The Washington Post "Fact Checker" blog gave Senate Democrats "Four Pinocchios" on Thursday for falsely claiming the Republican tax reform plan would raise taxes on most middle-class families.
"On average, middle class families earning less than $86,000 would see a tax increase under the Republican ‘tax reform' plan," Sen. Kamala Harris (D., Calif.) tweeted last week. That tweet has been deleted.
Recent Stories in Issues
Democratic Sens. Bob Casey (Pa.) and Jeff Merkley (Ore.) also tweeted that families nationwide earning up to $86,100 a year would see their taxes go up nearly $800 a year. Casey has since deleting his tweet, writing Thursday that his original message "could have been more clear" and amending his argument. Merkley's original tweet is still up.
This tweet could have been more clear, nearly 8M families nationwide earning up to $86,100 would receive an average tax increase of $794. https://t.co/Nit4VZMTAT
— Senator Bob Casey (@SenBobCasey) November 2, 2017
Under GOP plan, US families making ~$86k see avg tax increase of $794. This could pay for 1mo of child care & 8.2mos of electric bills in OR
— Senator Jeff Merkley (@SenJeffMerkley) October 24, 2017
Glenn Kessler wrote that the Senate Democrats' numbers were based on a "bad game of telephone," tracing them to a document put out by the Democratic Policy and Communications Committee (DPCC), the policy arm of Senate Democrats. The document claims on each state page that the average tax increase on families earning up to $86,100 would be $794, the Washington Post reports:
This factoid in turn was sourced to a report by Democrats on the Joint Economic Committee. So we tracked that down.
That report had this line: "If enacted, the Republican tax reform proposal would saddle 8 million households that earn up to $86,100 with an average tax increase of $794—a substantial expense for working families."
Note the difference. The original report referred to 8 million households receiving a $794 tax increase. Somehow, when it got communicated down the line, that nuance was lost and it was translated into a talking point referring to all working-class families.
Joint Economic Committee spokeswoman Latoya Veal said the number was calculated by taking a Tax Policy Center estimate based on the GOP's "Unified Framework" for tax reform released in September, the Post reported.

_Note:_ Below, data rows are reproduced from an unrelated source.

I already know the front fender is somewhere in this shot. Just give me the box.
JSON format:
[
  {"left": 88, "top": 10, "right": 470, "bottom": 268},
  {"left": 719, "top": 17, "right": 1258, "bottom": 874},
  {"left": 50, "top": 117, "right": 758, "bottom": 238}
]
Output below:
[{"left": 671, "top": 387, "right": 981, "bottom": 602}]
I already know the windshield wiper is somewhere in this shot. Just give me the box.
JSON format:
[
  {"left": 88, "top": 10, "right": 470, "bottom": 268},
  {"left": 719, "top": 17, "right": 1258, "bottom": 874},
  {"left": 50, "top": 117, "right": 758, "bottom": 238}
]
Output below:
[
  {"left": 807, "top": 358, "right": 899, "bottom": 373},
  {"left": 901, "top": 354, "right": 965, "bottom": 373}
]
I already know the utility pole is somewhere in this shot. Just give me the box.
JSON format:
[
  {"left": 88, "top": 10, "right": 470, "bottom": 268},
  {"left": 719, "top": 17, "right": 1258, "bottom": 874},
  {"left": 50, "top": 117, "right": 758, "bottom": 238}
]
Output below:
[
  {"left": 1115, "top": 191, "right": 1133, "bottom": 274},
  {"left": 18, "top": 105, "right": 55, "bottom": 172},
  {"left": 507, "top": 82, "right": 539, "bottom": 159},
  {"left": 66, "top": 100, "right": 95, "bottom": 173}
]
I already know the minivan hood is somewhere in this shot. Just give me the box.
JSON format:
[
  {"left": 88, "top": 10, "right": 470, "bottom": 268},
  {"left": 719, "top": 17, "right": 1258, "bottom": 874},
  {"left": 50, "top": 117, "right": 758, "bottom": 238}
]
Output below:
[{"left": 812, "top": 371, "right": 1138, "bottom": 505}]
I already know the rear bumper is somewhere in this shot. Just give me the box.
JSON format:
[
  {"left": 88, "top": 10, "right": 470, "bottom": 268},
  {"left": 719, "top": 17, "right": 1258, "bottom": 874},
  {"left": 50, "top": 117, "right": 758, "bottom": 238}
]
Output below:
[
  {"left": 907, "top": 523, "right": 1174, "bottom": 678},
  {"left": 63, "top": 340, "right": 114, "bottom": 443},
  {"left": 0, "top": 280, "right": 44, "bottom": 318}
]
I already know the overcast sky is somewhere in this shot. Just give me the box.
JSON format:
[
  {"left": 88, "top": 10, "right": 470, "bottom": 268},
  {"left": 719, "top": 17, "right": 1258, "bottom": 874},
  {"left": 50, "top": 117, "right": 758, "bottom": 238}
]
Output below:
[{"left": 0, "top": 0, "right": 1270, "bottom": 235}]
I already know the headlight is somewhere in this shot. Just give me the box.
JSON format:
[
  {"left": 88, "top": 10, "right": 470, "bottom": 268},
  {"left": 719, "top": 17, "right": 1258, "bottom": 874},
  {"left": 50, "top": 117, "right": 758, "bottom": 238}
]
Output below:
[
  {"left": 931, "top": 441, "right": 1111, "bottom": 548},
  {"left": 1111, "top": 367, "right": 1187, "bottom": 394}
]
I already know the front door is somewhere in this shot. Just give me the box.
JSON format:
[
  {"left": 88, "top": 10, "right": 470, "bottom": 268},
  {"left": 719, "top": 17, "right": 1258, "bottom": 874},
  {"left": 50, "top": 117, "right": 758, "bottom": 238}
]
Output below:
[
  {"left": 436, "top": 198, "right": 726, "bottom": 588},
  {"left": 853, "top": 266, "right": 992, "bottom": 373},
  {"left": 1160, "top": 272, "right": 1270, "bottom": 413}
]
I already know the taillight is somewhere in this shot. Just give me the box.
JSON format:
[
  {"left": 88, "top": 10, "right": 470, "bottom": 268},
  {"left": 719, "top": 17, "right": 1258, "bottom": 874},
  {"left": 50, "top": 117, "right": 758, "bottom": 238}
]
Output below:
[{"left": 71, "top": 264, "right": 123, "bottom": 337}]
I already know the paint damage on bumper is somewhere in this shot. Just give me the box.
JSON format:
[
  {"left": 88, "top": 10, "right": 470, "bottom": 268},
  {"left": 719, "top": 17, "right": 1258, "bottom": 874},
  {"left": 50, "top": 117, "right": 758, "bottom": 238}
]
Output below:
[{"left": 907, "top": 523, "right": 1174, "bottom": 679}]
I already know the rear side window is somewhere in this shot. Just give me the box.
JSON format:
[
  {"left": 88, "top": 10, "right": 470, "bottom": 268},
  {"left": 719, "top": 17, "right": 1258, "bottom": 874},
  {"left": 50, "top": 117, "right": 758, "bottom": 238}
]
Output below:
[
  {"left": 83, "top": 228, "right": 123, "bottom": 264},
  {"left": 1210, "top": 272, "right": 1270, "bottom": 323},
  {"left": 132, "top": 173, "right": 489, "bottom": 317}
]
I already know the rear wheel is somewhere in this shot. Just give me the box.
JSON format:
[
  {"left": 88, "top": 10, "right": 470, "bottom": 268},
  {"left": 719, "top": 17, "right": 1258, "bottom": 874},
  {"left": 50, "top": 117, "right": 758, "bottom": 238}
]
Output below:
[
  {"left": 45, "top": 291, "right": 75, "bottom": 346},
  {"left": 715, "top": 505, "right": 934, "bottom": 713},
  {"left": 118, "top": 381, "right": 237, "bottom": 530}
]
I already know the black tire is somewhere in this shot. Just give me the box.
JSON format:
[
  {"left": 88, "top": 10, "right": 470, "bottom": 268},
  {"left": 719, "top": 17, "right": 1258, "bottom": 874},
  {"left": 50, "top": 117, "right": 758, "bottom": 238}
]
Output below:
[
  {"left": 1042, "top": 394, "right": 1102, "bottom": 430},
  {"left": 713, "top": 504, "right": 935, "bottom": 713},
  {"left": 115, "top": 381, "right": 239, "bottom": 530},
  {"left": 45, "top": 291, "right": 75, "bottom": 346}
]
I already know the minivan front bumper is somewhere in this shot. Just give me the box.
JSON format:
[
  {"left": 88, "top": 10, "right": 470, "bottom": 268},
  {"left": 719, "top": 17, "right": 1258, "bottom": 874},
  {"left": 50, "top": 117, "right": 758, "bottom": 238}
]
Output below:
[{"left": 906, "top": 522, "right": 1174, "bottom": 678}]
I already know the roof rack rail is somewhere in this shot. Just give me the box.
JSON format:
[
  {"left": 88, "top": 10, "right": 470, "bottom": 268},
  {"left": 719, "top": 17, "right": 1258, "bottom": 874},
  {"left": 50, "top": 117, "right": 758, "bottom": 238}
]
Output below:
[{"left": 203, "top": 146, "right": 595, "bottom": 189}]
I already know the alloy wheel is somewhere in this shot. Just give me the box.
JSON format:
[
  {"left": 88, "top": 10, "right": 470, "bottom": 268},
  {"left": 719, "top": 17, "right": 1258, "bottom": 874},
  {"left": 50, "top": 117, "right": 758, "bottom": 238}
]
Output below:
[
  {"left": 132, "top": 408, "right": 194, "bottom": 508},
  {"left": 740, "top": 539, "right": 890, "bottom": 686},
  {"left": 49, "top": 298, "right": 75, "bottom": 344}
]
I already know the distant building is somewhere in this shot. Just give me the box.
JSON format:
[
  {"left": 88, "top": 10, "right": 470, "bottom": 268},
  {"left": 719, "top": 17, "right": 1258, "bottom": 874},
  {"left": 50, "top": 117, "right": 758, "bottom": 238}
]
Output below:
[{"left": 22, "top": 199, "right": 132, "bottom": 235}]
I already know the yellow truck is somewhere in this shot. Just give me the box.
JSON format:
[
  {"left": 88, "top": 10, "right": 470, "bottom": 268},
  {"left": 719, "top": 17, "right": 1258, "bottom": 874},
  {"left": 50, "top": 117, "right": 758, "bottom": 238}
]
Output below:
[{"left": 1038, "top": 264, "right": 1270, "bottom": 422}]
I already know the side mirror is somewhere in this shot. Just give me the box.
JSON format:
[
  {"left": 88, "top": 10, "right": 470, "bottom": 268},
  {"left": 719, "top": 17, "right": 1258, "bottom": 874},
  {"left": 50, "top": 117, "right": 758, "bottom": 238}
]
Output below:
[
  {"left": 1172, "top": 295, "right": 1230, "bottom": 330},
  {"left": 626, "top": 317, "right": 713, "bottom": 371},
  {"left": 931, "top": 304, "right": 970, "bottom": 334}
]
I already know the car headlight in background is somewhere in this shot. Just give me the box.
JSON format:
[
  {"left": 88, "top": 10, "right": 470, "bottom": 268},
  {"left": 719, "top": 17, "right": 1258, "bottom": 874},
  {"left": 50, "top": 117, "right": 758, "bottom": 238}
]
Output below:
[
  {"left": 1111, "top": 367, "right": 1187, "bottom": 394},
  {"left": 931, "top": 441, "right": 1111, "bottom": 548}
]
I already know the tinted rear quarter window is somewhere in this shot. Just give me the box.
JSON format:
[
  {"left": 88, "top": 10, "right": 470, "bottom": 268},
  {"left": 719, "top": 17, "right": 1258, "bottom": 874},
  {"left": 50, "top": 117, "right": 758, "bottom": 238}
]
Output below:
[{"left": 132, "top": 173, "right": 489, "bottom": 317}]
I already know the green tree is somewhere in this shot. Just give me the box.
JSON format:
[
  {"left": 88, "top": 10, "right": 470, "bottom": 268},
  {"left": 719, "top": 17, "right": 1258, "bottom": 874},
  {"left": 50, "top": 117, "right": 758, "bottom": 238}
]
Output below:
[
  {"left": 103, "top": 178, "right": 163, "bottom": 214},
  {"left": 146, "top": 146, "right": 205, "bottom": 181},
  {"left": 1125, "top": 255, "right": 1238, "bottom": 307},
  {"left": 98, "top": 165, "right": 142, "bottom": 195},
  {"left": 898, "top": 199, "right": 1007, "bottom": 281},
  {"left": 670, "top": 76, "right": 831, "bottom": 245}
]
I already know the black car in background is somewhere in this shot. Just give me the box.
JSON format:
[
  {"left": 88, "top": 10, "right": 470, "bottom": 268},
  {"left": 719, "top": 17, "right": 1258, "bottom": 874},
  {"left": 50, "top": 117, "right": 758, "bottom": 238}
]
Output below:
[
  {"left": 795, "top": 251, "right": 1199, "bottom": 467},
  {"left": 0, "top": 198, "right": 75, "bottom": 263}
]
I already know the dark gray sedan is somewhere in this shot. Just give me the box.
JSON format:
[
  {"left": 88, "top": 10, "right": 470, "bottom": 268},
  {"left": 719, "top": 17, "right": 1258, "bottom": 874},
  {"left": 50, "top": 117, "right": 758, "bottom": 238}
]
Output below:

The staff then focused on the households making under $86,100—the bottom three quintiles of taxpayers—that would face a tax increase. Weighting the tax increase by the number of people in each quintile, the staff came up with an average tax hike of $794 for the people receiving a tax increase.
But notice the funny thing about this calculation: Only a small percentage (6.5 percent) of the nearly 122 million households in the bottom three quintiles will actually face a tax increase.
The Washington Post did the same analysis as the JEC and found more than 97 million households in the bottom three quintiles would receive an average tax cut of $450.
The DPCC updated its report to show 8 million households could face a tax increase, although Kessler noted it still does not acknowledge most would get a tax reduction.
"There are different ways to approach the TPC [Tax Policy Center] estimates," Veal said. "Key Republicans have been asked whether they could guarantee that no middle-class family will get a tax increase under their plan. Our calculation shows that some households—8 million—making under $86,100 will receive an increase based on TPC's estimates."
Kessler concluded by giving the claim "Four Pinocchios," the Fact Checker's harshest rating.
"In their haste to condemn the GOP tax plan, Democrats have spread far and wide the false claim that families making less than $86,100 on average will face a hefty tax hike," Kessler wrote. "Actually, it's the opposite. Most families in that income range would get a tax cut. Any Democrat who spread this claim should delete their tweets and make clear they were in error."